The past year in genetics has held no shortage of surprises. Fossilized bone fragments helped to rewrite parts of the Neanderthal story, including how some bands migrated and lived. A team of researchers in Spain learned that doppelgangers have more in common than meets the eye. The phrase “superdodger” officially entered the COVID-19 lexicon. And new analysis confirmed what anyone who’s ever hit a dance floor already knows–the ability to move in time to a beat is partly genetic.
From big discoveries that moved the field forward to work that improved upon existing findings, here are some of the year’s milestones.
A Neanderthal family portrait
Deep inside a cave in southern Siberia, a team of researchers discovered the fossilized bone fragments of the first-known Neanderthal family.
DNA analysis of these fragments offered rare insights into Neanderthals’ lives – depicting their social structures, migratory patterns, and relationships.
Are you a superdodger?
In 2022, a new term entered the COVID-19 lexicon: superdodger. A superdodger is someone who appears to have avoided COVID infection despite multiple exposures to new variants and waves.
Scientists were so puzzled by these virus evaders they began to look for genetic clues. Research out of UCSF revealed a genetic variant in a gene called HLA that clears the virus rapidly. “The immune response gets just kind of fired up much more quickly,” explained Jill Hollenbach, an immunogeneticist at UCSF. “So that you basically nuke the infection before you even start to have symptoms.”
More than a look-alike
Your doppelganger may share more than just your physical characteristics–they may also share similar DNA.
Researchers in Spain compared and analyzed the DNA of doppelgangers who had participated in a photography series on look-alikes by Canadian artist François Brunelle. They found that people with very similar faces also shared many of the same genetic variants.
You’ve got the music in you
When your favorite song comes on the radio, can you tap, clap, and dance in time to its beat?
Researchers at Vanderbilt University and 23andMe found more than 60 genetic links to the ability to move in time to musical rhythm – an important first step in understanding the genetic architecture of musicality.
Polygenic risk scores go mainstream
Polygenic risk scores, DNA-based tools that enhance our ability to predict the risk of common diseases, made headlines this year.

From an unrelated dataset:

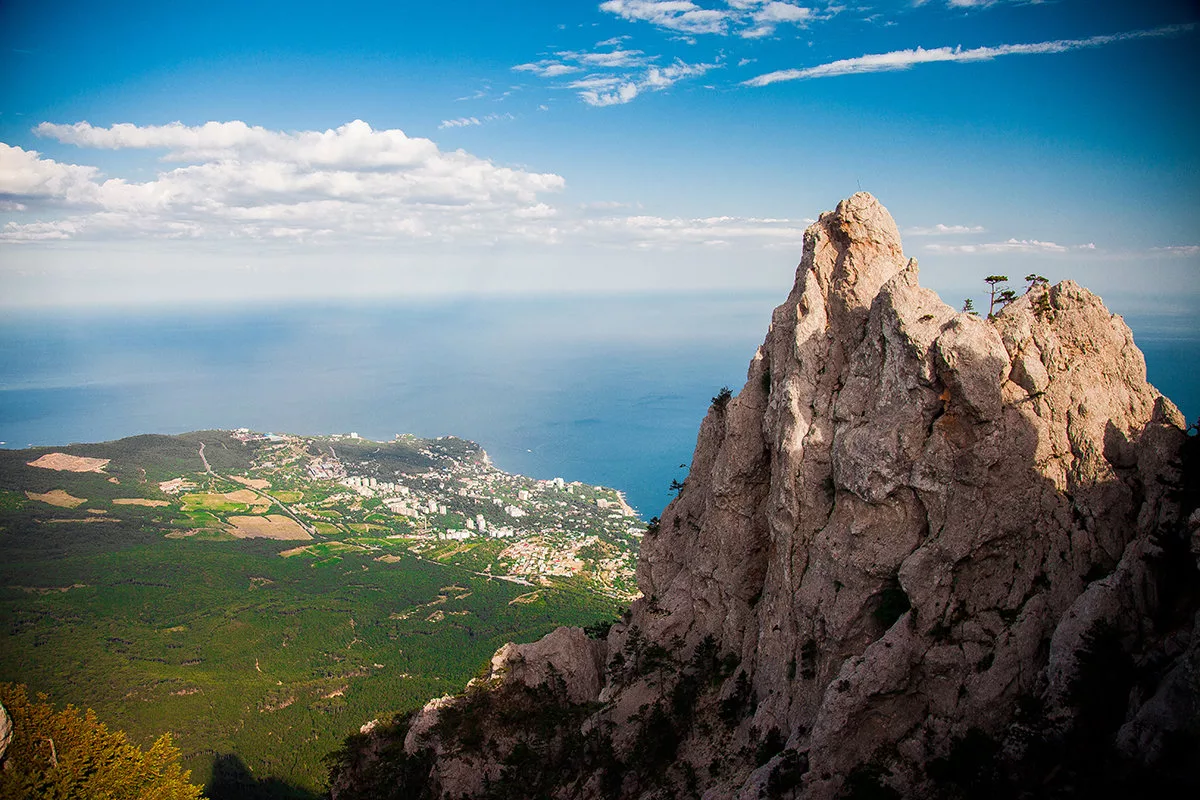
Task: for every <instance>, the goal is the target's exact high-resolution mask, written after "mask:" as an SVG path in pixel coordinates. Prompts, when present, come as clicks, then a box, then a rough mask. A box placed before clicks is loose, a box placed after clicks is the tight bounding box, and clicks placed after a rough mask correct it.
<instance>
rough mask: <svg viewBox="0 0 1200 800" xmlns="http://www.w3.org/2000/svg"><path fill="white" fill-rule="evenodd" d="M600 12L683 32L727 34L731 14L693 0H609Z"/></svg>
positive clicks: (681, 32)
mask: <svg viewBox="0 0 1200 800" xmlns="http://www.w3.org/2000/svg"><path fill="white" fill-rule="evenodd" d="M600 11H607V12H608V13H611V14H617V16H618V17H622V18H624V19H628V20H630V22H648V23H650V24H652V25H656V26H659V28H666V29H667V30H673V31H679V32H680V34H725V32H726V30H727V26H728V17H730V14H728V11H716V10H712V8H701V7H700V6H697V5H696V4H695V2H691V0H606V1H605V2H601V4H600Z"/></svg>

Researchers worldwide developed new scores for common conditions like type 2 diabetes, knee and hip osteoarthritis, cardiovascular disease, glaucoma, and more. Here at 23andMe, researchers developed scores that formed the basis for 12 new reports.
All of this work suggests that we’re closer than ever to realizing the promise of polygenic risk scores. As risk prediction continues to improve, these tools can be used to inform treatment decisions, guide lifestyle modifications, and influence disease screening.
Francis Collins’ next act
After more than 12 years as the director of the NIH, physician-geneticist Dr. Francis Collins announced he would step down to return to his lab at the National Human Genome Research Institute and join President Biden’s administration as an acting science adviser.

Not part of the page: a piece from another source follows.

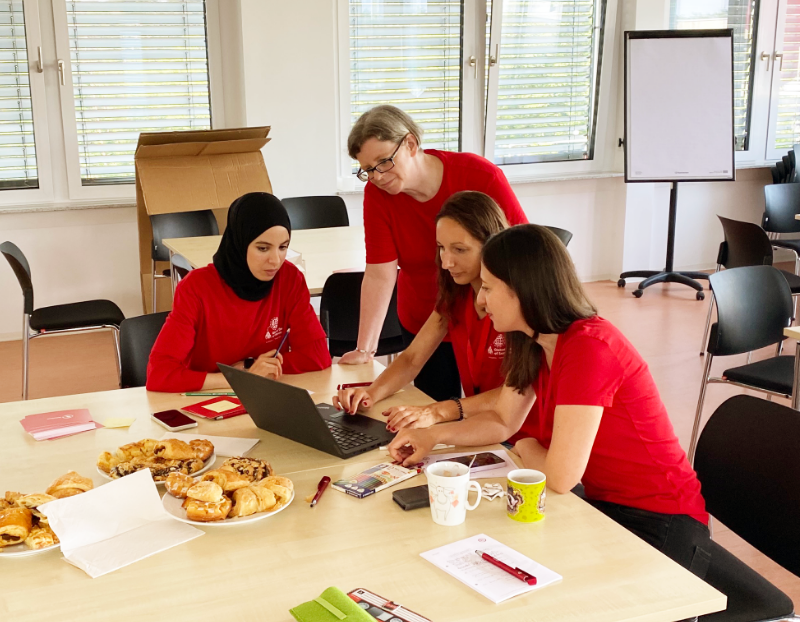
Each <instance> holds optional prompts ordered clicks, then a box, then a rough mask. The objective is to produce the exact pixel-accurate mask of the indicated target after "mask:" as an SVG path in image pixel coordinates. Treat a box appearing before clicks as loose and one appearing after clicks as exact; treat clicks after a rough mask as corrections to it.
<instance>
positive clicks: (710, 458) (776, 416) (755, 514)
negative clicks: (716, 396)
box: [694, 395, 800, 622]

Dr. Collins brought his diplomatic skills and expertise to the job of NIH director. Highlights of his tenure include co-launching the Cancer Moonshot Initiative, which aims to speed progress in cancer research and prevention, navigating the COVID-19 pandemic, and supporting research for mRNA vaccines.
A new era of drug discovery
A 2022 study found that 33 of the 50 drugs recently approved by the Food and Drug Administration were supported with genomic data – making it clear that genetic insights will play an increasingly important role in developing new therapies for people who need them most.
23andMe has long envisioned a model of drug discovery fueled by human genetics. This year, we moved closer to making that a reality. Our therapeutics team recently initiated a Phase 1 clinical trial for a potential new cancer treatment, an immunotherapy antibody called 23ME-00610.
The largest genome-wide association study ever done found nearly all the common genetic variants that explain the heritability of height among people of European ancestry, and, in the process, may have set the framework for future genetic research into other traits and diseases.
Using data from about 5.4 million individuals, almost half of whom were 23andMe customers who consented to participate in research, the GIANT study identified 12,111 variants that help explain 10 to 40 percent of all variation in height, depending on a person’s ancestry. They cluster around parts of the genome involved in skeletal growth.